NeverGiveUpTrying May 18th 2014 01:55 PM

Re: How did you parents react when you self harm?
 
Thanks everybody! I will try your suggestions when the time calls for it!

0akly May 20th 2014 09:25 PM

Re: How did you parents react when you self harm?
 
I have quite a story here so I thought I'l share it..

I've self harmed since I was 12 and my parents found out when I was 15. I had gone to get my prom dress for our end of exams prom (I actually organised it...another story another time, but I wasn't even going to go). Anyway, my mum said she wanted to see it and I really wasn't sure about doing it but I came downstairs in my dress that was halter neck (so no sleeves) I was planning on getting some bracelets or gloves for the day to cover my cuts but when I came downstairs I was wearing my wool gloves that didn't go with the dress.

My whole family (Mum, Dad, Sister and Brother) were watching tv so I came into the room and showed them my dress. Mum loved it but then got confused and said I wouldn't be wearing the gloves to the prom and told me to take them off. I told her no. This went on for ages - it got really heated and I was crying saying I couldn't and my Dad started shouting and my siblings were just watching.

Finally it clicked for my mum and she just said "No." and we went out into the hallway she told me to take them off and started screaming. This went on for ages.

We ended up in my room and I told her that I had cut myself and she was so angry and screaming. She refused to believe it - she knew my friends did and never thought I could, she thought I was a happy child but I was really struggling and was just putting a brave face on.

I started to have a panic attack and she kept telling me to show her. I had fresh cuts on my arms but scars on my legs. So I lifted up the skirt of my dress and showed her. Everything is a bit of a blur from then but I can remember throwing off my gloves too at a point.

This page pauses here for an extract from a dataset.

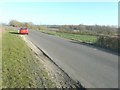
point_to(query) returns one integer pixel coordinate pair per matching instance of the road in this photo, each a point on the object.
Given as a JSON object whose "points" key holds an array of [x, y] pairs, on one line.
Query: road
{"points": [[93, 67]]}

I had already started talking to a counselor with school because I hated how I was feeling so I was trying to fix it and I let my mum know - it calmed her down a bit but she was still distraught.

It was a really tough time for me.

Two years later and I'm 17 - I'm actually worse than I was before but my mum has been helping so much. She understands now and has said sorry for how she acted, she was just shocked. It means so much to me how supportive she is and I forgive her for how she reacted.

When someone loves you they can get so upset to know you're hurting so much. I think the best way for you to deal with parents is not to hide it - to let them know you're in a rough space so that if they ever see anything it isn't too much of a shock.

I hope everything gets better for you and you're in my thoughts

NeverGiveUpTrying May 20th 2014 11:14 PM

Re: How did you parents react when you self harm?
 
Thank you very much for sharing. It must have been difficult for you.

SherlandMolly May 25th 2014 01:01 PM

Re: How did you parents react when you self harm?
 
My mum was sad (she cried), but said we would "get the help I need", and my dad already had figured it out, but said he wasn't surprised, because of all the physical and emotional pain I've been in. Hope if they find out you get a good response :) I was scared my mum would be mad but she said she could never be with me struggling so much. Good luck :)

JustLifeAsh May 25th 2014 02:38 PM

Re: How did you parents react when you self harm?
 
At first, my mom was really confused and worried. She had my brother take my door off of my room (weird I know), and searched my room for blades and such. She already knew about my depression from a counselor in 7th grade, and so she just kept searching my room, hiding sharp things, checking my body for cuts. Threatening to put me in the hospital. A few times she called the ambulance, and we went to the ER and I talked myself out of getting sent to a psych ward. My first experience with treatment was for anorexia, and I sh'd throughout my treatment there and the people couldnt figure out why I was doing it and not stopping. Then I OD'd and got sent to the ER in an ambulance passed out, people at the hospital saw the cuts everywhere on me, and I got sent to the ER. I was completely drugged up at the ER so I don't remember much except my Mom crying and crying. Mostly my Mom just cried. And tried to get me to talk to her.